Otra vez con eso de que “esta sociedad” cosifica o sexualiza los cuerpos de las mujeres. Ahora lo dice en una entrevista una actriz, Noémie Merlant, que dirige y protagoniza una película, Las chicas del balcón, que por lo visto (no he ido aun a verla) tiene como punto fuerte que se exhiben pechos con mucho desenfado y generosidad. Incluso, en la misma entrevista, evocan el Ostentatio Mammarum, el gesto con el que, en algunas pinturas y esculturas de la antigüedad, una mujer “mostraba sus pechos en un ademán de autoridad y también de piedad”.
Claro, en la película de Merlant todo sería menos solemne, en plan Vulgata feminista, y se trataría sólo de “la exhibición libre del torso femenino contra los prejuicios, las frases hechas y los rigores de la censura”. Que no está mal. Y nos podríamos quedar aquí. Pero no. Hay que justificarse y victimizarse añadiendo un plus. Sí, salen tetas, se desprende, pero que eso tenga morbo es culpa de la sociedad (heteropatriarcal, imagino). Y la actriz lo resume en un dictamen: “Los pechos desnudos de una mujer no deberían ser más sensuales que los de un hombre”. No “deberían”. Pero anda que no. No hay más que escuchar a la folk wisdom o al clásico sentido común. Pero, si con eso no es suficiente, reforzarían la idea numerosas investigaciones en el campo de la biología, la psicología evolutiva o la antropología evolutiva. Y aseguran lo contrario: nuestros pechos llevan centenares de miles de años atrayéndolos como moscas. No es de ahora.
Tampoco es un misterio para la ciencia. La selección sexual, de la que habló Darwin, es la capacidad de modelar a los machos y a las hembras a través de preferencias y elecciones de un sexo respecto al otro. Los ideales sobre la belleza femenina y masculina son universales: encontramos ratios similares hombros-cintura-caderas en casi todas las culturas y por motivos adaptativos. Geoffrey Miller, psicólogo evolucionista estadounidense, en su estudio sobre el cerebro sexual The Mating Mind, nos dice que nuestros atributos sexuales más visuales (¡incluso el temperamento que caracteriza a cada sexo!) han sido producto de esos cientos de miles de años en los que se favorecieron unos caracteres por encima de otros. Por parte de los hombres y por parte también de las mujeres.

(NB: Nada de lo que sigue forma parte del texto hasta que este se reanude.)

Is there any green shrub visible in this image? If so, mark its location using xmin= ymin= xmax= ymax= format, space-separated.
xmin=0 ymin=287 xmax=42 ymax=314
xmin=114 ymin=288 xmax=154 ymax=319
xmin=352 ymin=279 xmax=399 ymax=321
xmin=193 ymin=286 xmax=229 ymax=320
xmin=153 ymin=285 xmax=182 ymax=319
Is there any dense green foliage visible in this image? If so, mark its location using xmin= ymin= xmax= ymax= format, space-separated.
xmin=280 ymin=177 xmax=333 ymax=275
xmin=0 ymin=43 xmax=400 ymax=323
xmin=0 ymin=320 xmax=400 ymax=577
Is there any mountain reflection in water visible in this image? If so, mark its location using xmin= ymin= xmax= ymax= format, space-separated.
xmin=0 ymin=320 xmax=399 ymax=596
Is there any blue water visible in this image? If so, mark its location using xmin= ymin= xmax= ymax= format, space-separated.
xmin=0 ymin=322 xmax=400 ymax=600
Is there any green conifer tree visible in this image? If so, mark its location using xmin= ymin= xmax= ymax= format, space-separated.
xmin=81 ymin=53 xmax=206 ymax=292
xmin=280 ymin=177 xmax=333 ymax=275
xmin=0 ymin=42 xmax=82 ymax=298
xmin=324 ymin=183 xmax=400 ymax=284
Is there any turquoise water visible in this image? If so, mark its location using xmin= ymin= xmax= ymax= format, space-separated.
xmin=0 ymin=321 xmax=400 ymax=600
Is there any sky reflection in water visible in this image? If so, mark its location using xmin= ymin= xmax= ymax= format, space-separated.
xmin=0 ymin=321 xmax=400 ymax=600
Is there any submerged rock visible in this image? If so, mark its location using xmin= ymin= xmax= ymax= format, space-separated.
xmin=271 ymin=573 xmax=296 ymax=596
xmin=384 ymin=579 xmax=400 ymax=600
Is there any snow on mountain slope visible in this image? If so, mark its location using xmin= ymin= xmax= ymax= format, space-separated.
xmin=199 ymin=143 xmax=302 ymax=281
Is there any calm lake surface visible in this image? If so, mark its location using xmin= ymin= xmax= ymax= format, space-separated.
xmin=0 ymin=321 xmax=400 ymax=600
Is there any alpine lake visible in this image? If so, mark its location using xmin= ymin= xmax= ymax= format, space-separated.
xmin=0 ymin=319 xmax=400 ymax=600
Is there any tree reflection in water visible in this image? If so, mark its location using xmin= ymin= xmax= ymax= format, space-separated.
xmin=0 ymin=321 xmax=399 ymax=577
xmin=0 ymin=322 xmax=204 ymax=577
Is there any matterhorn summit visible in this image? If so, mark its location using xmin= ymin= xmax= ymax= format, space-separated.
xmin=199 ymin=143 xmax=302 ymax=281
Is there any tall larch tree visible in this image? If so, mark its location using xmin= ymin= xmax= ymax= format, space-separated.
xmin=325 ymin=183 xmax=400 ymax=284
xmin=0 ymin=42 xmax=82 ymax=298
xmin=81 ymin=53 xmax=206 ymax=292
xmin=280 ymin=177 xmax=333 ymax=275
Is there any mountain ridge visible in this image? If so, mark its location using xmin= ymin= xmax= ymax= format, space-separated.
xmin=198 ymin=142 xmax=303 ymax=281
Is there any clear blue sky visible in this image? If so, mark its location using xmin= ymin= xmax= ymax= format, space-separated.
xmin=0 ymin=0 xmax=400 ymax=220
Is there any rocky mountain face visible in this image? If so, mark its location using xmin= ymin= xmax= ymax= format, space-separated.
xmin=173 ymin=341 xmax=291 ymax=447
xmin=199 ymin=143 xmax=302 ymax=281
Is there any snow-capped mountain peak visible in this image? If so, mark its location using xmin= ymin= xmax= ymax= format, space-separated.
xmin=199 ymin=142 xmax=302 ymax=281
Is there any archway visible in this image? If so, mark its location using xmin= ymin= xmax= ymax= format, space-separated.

Cuando digo que nos hemos creado unos a otros, hablo incluso de algo parecido a la lipoescultura de la que hablan las optimistas corporaciones dermoestéticas. Ellos dieron más oportunidades de reproducirse a las que lucían los pechos y las nalgas más grandes de entre nuestras abuelas. Por eso somos las únicas hembras de primate con esas sorprendentes y superfluas curvas (no, para amamantar no hacen falta pechos grandes). Generaciones de hombres desearon mujeres voluptuosas y cada vez más tetudas. Pero, ojo, generaciones de mujeres desearon machos con esos otros atributos que nos embelesan. Sí, los cuerpos de ellos no son menos reveladores de los gustos de las delicadas damas de antaño. Por eso los hombres gozan de unos pedazos de penes mucho más largos, gruesos y flexibles que los de los demás primates. Eso sin contar la barba (no en todos los grupos étnicos) y otros rasgos muy poco metrosexuales (¿hay alguien aún hablando de metrosexualidad?). Muchas de las características físicas (y de personalidad) de los varones son valoradas por los investigadores más como resultado del gusto femenino que de la competición entre machos.
Esa Ostentatio Mammarum no necesita pretextos ni victimizaciones. El palabrerío y la queja de la directora sobre que en el espacio público veraniego el hombre pueda andar semidesnudo y la mujer no, son excusas de mal pagador. Si hay tetas habrá más interés y más público. ¡Incluso femenino! Y Merlant lo sabe.